Edel Assanti Announces Opening of New Gallery in January 2022

Little Titchfield Street

16 September 2021  We are pleased to announce the opening of our new 4,000 square foot gallery on Little Titchfield Street. The gallery opens with a solo exhibition by Noémie Goudal, the first artist to join our roster in 2010 and whose work we are presenting in a solo booth at Frieze London in 2021. Our relocation to the heart of Fitzrovia’s gallery community signals a long-term commitment to the area of London that has been home to Edel Assanti for the past six years.

 

 

The new space is being designed by London architects Sanchez Benton. The historic listed building was constructed in 1903 by Edwardian architect Beresford Pite in his signature Arts and Crafts style, originally serving as the first Young Women’s Christian Association hostel.

 

The gallery’s expanded footprint paves the way for new programme developments – in 2022 we will present solo exhibitions by five new artists to our programme, including first London solo exhibitions for Emmanuel Van der Auwera, Agata Bogacka and Lonnie Holley. Holley’s show will be his first UK solo exhibition since his 2004 retrospective at Ikon Gallery, and coincide with the second edition of London Gallery Weekend in May.

 

The design of the new space has been artist-led, emphasising the dramatic proportions of the two ground floor galleries (with entrances on Little Titchfield Street and Mortimer Street). A seven-metre-high conservatory bathes the space in natural light, while the ground floor galleries’ combined twenty-six metre length provides space for large-scale installations by our artists whose practices comprise site-specific work, such as Jodie Carey, Marcin Dudek, Victoria Lomasko and Oren Pinhassi.

 

The lower ground floor includes a third gallery space, enabling the presentation of two concurrent exhibitions, with a project-led programme planned to introduce new artists to the gallery’s audience, starting with exhibitions by London-based artists Nour El Saleh and Anna Perach. The Mortimer Street space will host a biannual gallery residency, providing a free platform for overseas partner galleries to stage exhibitions in London at peak times of year.

 

 

Inaugural Exhibition

 

Noémie Goudal’s inaugural exhibition encompasses both floors of the building in an expansive presentation of work produced over the past two years. Goudal’s recent work examines the earth’s landscape from the perspective of deep time. Measured in millions of years, this timescale reveals the geographies that define landscapes to be merely momentary states of flux. 

 

The main space presents two new photographic series housed within a site-responsive installation. The gallery’s floor is concealed beneath an installation resembling a jigsaw puzzle of wooden, rectangular platforms, installed across the space at varying heights. Navigating this uneven landscape, the viewer encounters photographs suspended on freestanding tripods. The images are illuminated by low hanging neon strip-lights, evoking rudimentary human outposts in tropical regions.
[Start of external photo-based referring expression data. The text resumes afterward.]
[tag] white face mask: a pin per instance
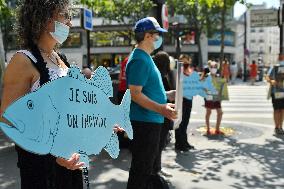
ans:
(158, 42)
(61, 32)
(213, 70)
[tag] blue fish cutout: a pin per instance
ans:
(192, 86)
(69, 115)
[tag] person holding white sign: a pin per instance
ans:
(275, 77)
(149, 102)
(182, 143)
(42, 25)
(213, 101)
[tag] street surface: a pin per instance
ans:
(252, 157)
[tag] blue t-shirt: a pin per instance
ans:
(142, 71)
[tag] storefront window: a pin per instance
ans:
(110, 38)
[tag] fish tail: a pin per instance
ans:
(19, 138)
(125, 106)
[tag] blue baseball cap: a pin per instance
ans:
(148, 24)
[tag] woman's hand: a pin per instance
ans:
(273, 82)
(117, 129)
(72, 163)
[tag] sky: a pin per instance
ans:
(239, 9)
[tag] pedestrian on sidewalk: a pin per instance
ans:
(253, 72)
(162, 61)
(226, 70)
(213, 101)
(182, 143)
(87, 72)
(42, 24)
(234, 72)
(149, 102)
(275, 78)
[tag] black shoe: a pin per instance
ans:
(279, 131)
(182, 148)
(189, 146)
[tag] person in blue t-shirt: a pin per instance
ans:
(149, 102)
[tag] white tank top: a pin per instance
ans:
(54, 71)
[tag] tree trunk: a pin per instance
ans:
(223, 18)
(2, 61)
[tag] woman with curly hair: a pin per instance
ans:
(42, 24)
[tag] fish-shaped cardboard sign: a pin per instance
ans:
(193, 86)
(69, 115)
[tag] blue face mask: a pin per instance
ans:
(158, 42)
(61, 32)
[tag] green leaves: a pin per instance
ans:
(119, 10)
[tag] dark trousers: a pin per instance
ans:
(42, 172)
(181, 132)
(163, 142)
(145, 149)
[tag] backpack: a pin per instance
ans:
(157, 182)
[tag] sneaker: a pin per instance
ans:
(208, 132)
(279, 131)
(189, 146)
(165, 173)
(182, 148)
(218, 132)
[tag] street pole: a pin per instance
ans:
(281, 47)
(245, 47)
(88, 50)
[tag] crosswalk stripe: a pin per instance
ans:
(249, 115)
(247, 102)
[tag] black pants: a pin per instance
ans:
(145, 149)
(163, 142)
(42, 172)
(180, 133)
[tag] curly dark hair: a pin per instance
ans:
(32, 18)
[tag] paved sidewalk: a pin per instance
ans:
(251, 158)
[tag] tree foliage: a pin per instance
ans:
(119, 10)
The photographs themselves provide windows onto illusionistic installations staged by the artist within the jungle, prompting us to question the authenticity of the scenes alongside our constructed conceptions of the natural world. 

 

The ground floor Mortimer Street gallery presents an anamorphosis installation – a layered, photographic sculpture that appears to represent a distorted image until it is viewed from the perfect optical vantage point, from which a perfect image suddenly comes into focus. Goudal’s latest film diptych will be on view in the downstairs gallery, a sequel to the film which will be presented by the gallery at Frieze London 2021.